Alleine die Tatsache, dass ich meine Umgebung so genau auf ihre Gestaltung analysierte, war wahrscheinlich der Fluch eines jeden Grafikers. Seit ich mich etwas mit diesen Themen auskannte, kam ich nicht mehr umhin, jedes Plakat, jeder Werbeslogan oder jedes Logo auf seine grafischen Bestandteile zu analysieren, egal ob es allgemeine Bewunderung war oder ich mir die ersten Verbesserungsvorschläge überlegte.
Jedoch schweiften meine Gedanken rasch in eine ganz andere Richtung: Charly.
Ob es ihm etwas besser ging? Würde er die Wohnung vielleicht mal verlassen, um für das Abendessen einkaufen zu gehen, oder würde er sich nur in seinem Bett verschanzen?
„Hast du heute schon Andrea Navarro gesehen?", fragte ich deshalb Jesper unverhohlen und musterte ihn interessiert, ehe ich am Strohhalm meiner Sprite sog.

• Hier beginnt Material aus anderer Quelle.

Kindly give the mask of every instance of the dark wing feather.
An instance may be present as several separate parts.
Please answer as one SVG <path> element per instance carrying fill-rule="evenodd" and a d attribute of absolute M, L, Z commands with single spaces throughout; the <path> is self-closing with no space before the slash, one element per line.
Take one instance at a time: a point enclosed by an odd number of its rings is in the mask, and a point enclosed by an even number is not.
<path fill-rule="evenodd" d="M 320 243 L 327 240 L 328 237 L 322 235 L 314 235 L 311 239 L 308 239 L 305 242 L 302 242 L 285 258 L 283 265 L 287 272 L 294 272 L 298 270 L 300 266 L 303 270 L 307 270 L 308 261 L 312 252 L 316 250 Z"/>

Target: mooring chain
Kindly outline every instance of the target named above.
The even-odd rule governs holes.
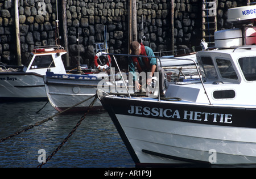
[[[43,123],[44,123],[44,122],[46,122],[46,121],[49,121],[49,120],[52,120],[52,118],[50,117],[48,117],[48,118],[46,118],[46,119],[43,120],[43,121],[38,122],[36,122],[36,123],[35,123],[34,125],[30,125],[30,126],[29,126],[28,127],[27,127],[27,128],[25,128],[25,129],[24,129],[23,130],[21,130],[21,131],[17,131],[17,132],[15,133],[14,134],[12,134],[12,135],[9,136],[9,137],[6,137],[6,138],[2,138],[2,139],[0,139],[0,142],[3,142],[3,141],[5,141],[5,140],[6,140],[6,139],[10,139],[10,138],[12,138],[13,137],[18,135],[19,135],[19,134],[20,134],[21,133],[24,132],[24,131],[27,131],[27,130],[29,130],[29,129],[30,129],[33,128],[34,127],[35,127],[35,126],[39,126],[39,125],[40,125],[41,124],[42,124]]]
[[[90,109],[93,106],[94,102],[96,101],[97,96],[97,95],[94,95],[93,96],[95,96],[93,101],[90,103],[90,105],[87,109],[87,111],[84,113],[84,116],[82,116],[81,119],[77,122],[76,125],[73,128],[72,130],[68,134],[68,136],[63,140],[63,141],[59,145],[59,146],[54,150],[52,154],[48,156],[47,159],[46,160],[45,163],[42,163],[41,164],[38,166],[38,168],[41,168],[43,165],[46,164],[48,161],[49,161],[53,155],[57,153],[57,152],[63,146],[63,145],[66,143],[67,141],[69,139],[69,138],[73,135],[73,133],[76,130],[77,127],[80,125],[81,122],[85,118],[85,116],[89,112]]]
[[[48,117],[48,118],[46,118],[46,119],[45,119],[45,120],[42,120],[42,121],[41,121],[38,122],[36,122],[36,123],[34,124],[34,125],[30,125],[30,126],[29,126],[28,127],[27,127],[24,129],[23,130],[21,130],[21,131],[17,131],[17,132],[15,133],[14,134],[12,134],[12,135],[9,136],[9,137],[6,137],[6,138],[1,139],[0,139],[0,143],[2,142],[5,141],[5,140],[6,140],[6,139],[9,139],[11,138],[12,138],[13,137],[18,135],[19,135],[19,134],[20,134],[20,133],[23,133],[23,132],[24,132],[24,131],[27,131],[27,130],[29,130],[29,129],[31,129],[33,128],[34,127],[35,127],[35,126],[39,126],[39,125],[40,125],[41,124],[42,124],[43,123],[46,122],[47,122],[47,121],[49,121],[49,120],[53,120],[53,118],[54,117],[56,117],[56,116],[58,116],[58,115],[59,115],[59,114],[61,114],[61,113],[63,113],[67,112],[67,110],[69,110],[70,109],[73,108],[73,107],[75,107],[75,106],[77,106],[77,105],[79,105],[79,104],[81,104],[81,103],[84,103],[84,102],[85,102],[85,101],[87,101],[87,100],[89,100],[89,99],[93,98],[93,97],[97,97],[97,95],[95,94],[94,95],[93,95],[93,96],[91,96],[91,97],[90,97],[86,99],[86,100],[84,100],[84,101],[81,101],[81,102],[80,102],[79,103],[73,105],[72,106],[71,106],[71,107],[70,107],[70,108],[68,108],[68,109],[65,109],[65,110],[63,110],[63,111],[61,111],[61,112],[60,112],[57,113],[56,114],[54,114],[54,115],[53,115],[53,116],[51,116],[51,117]]]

Ehrlich gesagt, wollte ich mich nicht in Charlys Angelegenheiten einmischen, doch vermutlich trieb mich der Beschützerinstinkt einer Zwillingsschwester dazu, mit Andrea reden zu müssen. Vielleicht konnte ich sie dazu bringen, mit meinem Bruder ein klärendes Gespräch zu führen, denn wenn es nach ihm ginge, würde er nie wieder auch nur einen Fuß ins Agenturgebäude setzen.
Doch das Kopfschütteln meines Gegenübers dämmte meinen Tatendrang ein. „Ich wollte mich heute mit ihr wegen des Projekts treffen, aber sie hat mir am Morgen kurzfristig abgesagt. Scheinbar ist sie krank", erklärte er und zuckte mit den Schultern.
In diesem Moment verschluckte ich mich heftig an meinem Getränk und versuchte halb prustend, halb hustend wieder Luft zu holen. Besorgt klopfte Jesper mir über den kleinen Tisch hinweg ein paar Mal auf den Rücken.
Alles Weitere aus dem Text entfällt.